Phrontisterion | Φροντιστήριον
Il termine φροντιστήριον è, con ogni probabilità, una coniazione di Aristofane, volta a produrre effetti dall’alto valore ironico: del resto, esso compare nella letteratura greca fino al I secolo a.C. solo nelle Nuvole. Riguardo a questa neoformazione [cfr. Goldberg (1976)], si deve considerare che, in attico, le parole in -τηριον non sono numerose: tale suffisso denota oggetti, tarde cerimonie o funzioni religiose e luoghi; per questi ultimi, è utilizzato più usualmente il suffisso -εῖον (βαλανεῖον, πορνεῖον etc.). A parte il comune ἐργαστήριον, molti fra termini in -τηριον indicanti luoghi (δεκατευτήριον, ὁρμητήριον, φυλακτήριον o χρηστήριον) sono poco comuni; più diffusi sono quelli che designano istituzioni pubbliche, come βουλευτήριον, δεσμωτήριον, δικαιωτήριον e δικαστήριον, mentre, per il resto, simili formazioni rivelano una dizione tragica, come εὐνατήριον (A. Pers. 160; S. Tr. 918; E. Or. 590) o οἰκητήριον (E. Or. 1114).
Data questa situazione, il commediografo ha presumibilmente preso a modello termini quali βουλευτήριον, come afferma espressamente lo scolio vetus Ar. Nu. 94c: in sostanza, è plausibile che Aristofane abbia scelto una formazione che denotasse un alto livello linguistico, tale da rappresentare – certo, ironicamente – la casa di Socrate: come afferma lo scolio appena citato, il φροντιστήριον è la sede degli uomini saggi, detti φροντισταί (cfr. Ar. Nu. 266, 456, 414, 1039; X. Smp. 6,6, 7,2), che, riuniti intorno a Socrate, riflettono, senza alcuna interruzione, su quanto è oscuro (cfr. schol. vet. Ar. Nu. 94c). Costoro, in sostanza, rifletterebbero, speculerebbero e farebbero ricerche sulle questioni divine o difficili e sui fatti di grande importanza (cfr. scholl. rec. Ar. Nu. 94b-e, 137a). Tale spiegazione è sostanzialmente condivisa da Tzetzes (schol. Ar. Nu. 94): egli si oppone agli scholia vetera Ar. Nu. 94a- b, dove si discute se, in ψυχῶν σοφῶν τοῦτ᾽ ἐστὶ φροντιστήριον (v. 94), le anime o gli uomini debbano essere considerati sapienti; tali scoli, poi, vagliano se, con questa frase, Aristofane alluda all’oscura concezione socratica dell’immortalità dell’anima, così come essa viene esposta nel Fedro (245c); lo studioso bizantino, invece, mette in evidenza come il v. 94 significhi semplicemente che il φροντιστήριον è il luogo in cui i saggi riflettono sulle anime e, quindi, fanno filosofia, spiegando poi come la filosofia si occupi, fra le altre cose, della morte e della conoscenza della realtà (cfr. schol. rec. Ar. Nu. 94b).

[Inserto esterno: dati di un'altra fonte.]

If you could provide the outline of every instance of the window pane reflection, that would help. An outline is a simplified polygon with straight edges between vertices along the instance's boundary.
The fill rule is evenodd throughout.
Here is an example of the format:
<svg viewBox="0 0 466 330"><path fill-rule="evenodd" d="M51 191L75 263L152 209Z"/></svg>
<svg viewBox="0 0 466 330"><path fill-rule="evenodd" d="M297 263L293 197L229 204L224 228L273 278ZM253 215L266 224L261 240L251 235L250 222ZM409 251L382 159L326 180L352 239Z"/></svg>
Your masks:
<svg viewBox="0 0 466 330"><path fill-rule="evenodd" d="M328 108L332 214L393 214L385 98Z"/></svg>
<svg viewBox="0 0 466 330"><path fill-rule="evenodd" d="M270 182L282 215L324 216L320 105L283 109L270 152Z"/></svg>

Gli scoli recentiora, tricliniani e di Tommaso Magistro tendono a semplificare – senza profondità diacronica – il valore di φροντιστήριον, plausibilmente assimilandolo a istituzioni dell’età bizantina: il termine viene glossato con un ἀσκητήριον (schol. Th.-Tricl. Nu. 94), παιδευτήριον, σχολεῖον, διδασκαλεῖον, ἐπιμελητήριον (schol. rec. Nu. 94e, 128b, 142b, 181b, 1144c, 1487): lo scolio recentius Ar. Nu. 94f esplicitamente equipara la σχολή dei filosofi a quanto più comunemente viene detto μοναστήριον, nei fatti stabilendo una assimilazione fra il ‘pensatoio’ e il ‘monastero’: è questo, del resto, il valore di φροντιστήριον nel greco bizantino (cfr. Lampe 1491 s.v. φροντιστήριον) e tale significato si ritrova anche in Esichio (φ 912) e nella Synagogè (φ 204); lo stesso dicasi per il lessico di Fozio (φ 306) e per l’Etymologicum Magnum (800,55 s.), in cui si glossa φροντιστήριον, oltre che con μοναστήριον, anche con σεμνεῖον, che sarebbe il termine attico per ‘monastero’.
Di un certo interesse, infine, sono gli scholl. Th.-Tr. Nu. 508a, 719b. Per quanto i vv. 223 ss. sembrino piuttosto avvalorare il contrario, dato che vi si presuppone la visione del cielo e delle nuvole, gli scoli in questione sembrano intendere che il φροντιστήριον fosse sotterraneo: essi partono presumibilmente dal fatto che Strepsiade teme di entrare nel φροντιστήριον come se stesse scendendo nell’antro di Trofonio (cfr. Paus. IX 39,5), proverbiale per il turbamento che procurava in chi vi entrasse; del resto, ai vv. 140-143 (cfr. scholia ad locum) il discepolo aveva detto a Strepsiade che non era lecito rivelare i pensieri da lui partoriti ai non iniziati, essendo essi dei μυστήρια.